Pakistan piled up an impressive 4-338 after being put in to bat and India’s much-vaunted top order of Rohit Sharma, Shikhar Dhawan and Kohli were blown away by an inspired opening burst by Pakistan fast bowler Mohammad Amir.

“Early wickets are never good, especially in a chase,” Kohli said.

Kohli and teammates attend the award ceremony after the loss. Photo: Kirsty Wigglesworth / AP

“Then we kept losing wickets. One big partnership would have been the key to set it up nicely, but as I said, credit to the opposition.”

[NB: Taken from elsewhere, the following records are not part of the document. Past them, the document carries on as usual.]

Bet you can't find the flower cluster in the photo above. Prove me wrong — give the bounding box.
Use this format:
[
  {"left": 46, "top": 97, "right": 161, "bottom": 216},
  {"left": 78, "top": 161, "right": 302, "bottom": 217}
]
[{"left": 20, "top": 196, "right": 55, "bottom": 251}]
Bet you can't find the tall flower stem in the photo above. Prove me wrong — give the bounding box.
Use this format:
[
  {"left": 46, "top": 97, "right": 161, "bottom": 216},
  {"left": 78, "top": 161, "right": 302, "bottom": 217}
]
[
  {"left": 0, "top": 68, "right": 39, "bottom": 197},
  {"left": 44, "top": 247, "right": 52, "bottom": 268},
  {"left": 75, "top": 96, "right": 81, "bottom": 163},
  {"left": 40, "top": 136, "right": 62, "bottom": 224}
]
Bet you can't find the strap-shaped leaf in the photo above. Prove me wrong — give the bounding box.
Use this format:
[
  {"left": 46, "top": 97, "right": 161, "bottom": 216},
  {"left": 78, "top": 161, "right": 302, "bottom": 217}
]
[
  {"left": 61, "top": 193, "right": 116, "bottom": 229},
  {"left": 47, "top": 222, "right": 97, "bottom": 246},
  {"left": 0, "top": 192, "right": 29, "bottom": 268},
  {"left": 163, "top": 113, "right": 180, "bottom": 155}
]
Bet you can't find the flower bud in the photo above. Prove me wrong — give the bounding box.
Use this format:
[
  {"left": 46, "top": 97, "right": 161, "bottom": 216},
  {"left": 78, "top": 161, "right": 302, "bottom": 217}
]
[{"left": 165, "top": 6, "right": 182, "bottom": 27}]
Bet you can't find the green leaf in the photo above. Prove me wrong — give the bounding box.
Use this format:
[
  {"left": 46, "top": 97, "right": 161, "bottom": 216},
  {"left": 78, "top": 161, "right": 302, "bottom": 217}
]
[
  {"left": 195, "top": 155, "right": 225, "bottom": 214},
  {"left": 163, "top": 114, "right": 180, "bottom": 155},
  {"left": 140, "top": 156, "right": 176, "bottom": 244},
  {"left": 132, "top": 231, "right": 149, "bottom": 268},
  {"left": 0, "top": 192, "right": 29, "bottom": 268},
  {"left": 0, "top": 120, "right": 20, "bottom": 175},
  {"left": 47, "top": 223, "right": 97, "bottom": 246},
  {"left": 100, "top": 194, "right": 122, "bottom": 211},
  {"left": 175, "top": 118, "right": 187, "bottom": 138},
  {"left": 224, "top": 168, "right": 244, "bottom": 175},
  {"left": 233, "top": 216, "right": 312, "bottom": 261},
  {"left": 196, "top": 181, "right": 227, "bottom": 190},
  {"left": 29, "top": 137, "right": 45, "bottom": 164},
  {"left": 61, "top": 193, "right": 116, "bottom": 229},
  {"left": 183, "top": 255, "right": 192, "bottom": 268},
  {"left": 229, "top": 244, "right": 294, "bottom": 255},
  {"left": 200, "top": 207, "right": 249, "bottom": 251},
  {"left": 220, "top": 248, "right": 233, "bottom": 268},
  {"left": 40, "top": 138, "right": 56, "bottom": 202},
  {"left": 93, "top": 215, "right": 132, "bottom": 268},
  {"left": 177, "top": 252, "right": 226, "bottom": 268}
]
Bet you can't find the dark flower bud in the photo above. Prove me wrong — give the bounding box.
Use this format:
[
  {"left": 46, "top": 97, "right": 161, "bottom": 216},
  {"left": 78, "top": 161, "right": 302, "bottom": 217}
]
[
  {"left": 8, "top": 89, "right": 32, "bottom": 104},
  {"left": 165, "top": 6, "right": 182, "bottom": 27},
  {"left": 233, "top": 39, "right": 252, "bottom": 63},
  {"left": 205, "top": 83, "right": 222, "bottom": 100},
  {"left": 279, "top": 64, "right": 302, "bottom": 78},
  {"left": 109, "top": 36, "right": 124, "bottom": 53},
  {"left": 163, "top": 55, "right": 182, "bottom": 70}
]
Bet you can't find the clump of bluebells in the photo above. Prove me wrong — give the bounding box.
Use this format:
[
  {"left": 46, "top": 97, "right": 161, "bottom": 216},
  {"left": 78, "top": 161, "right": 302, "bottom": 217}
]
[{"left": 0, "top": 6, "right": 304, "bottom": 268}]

Hardik Pandya smashed 76 off 43 balls, including six huge sixes, to give India hope of a dramatic revival but he was run out following a mix-up with Ravindra Jadeja and left the arena shaking his head in an obvious state of frustration.

“He’s fine,” Kohli said.

“He felt he was in the zone today and he could have done something really special and that’s why the disappointment came out. That’s part of playing international sport.”

Kohli’s dismissal for five following a golden run in the tournament prompted gloom among the India supporters.

“It’s always a bad feeling when you get out or the batting doesn’t work collectively and everyone feels bad about not having contributed to the team in any way,” he said.

“You learn with every cricket game that you play.

“It’s the final so it looks magnified to everyone, but we have won before, we have lost before, and we have always learnt things from all those games.”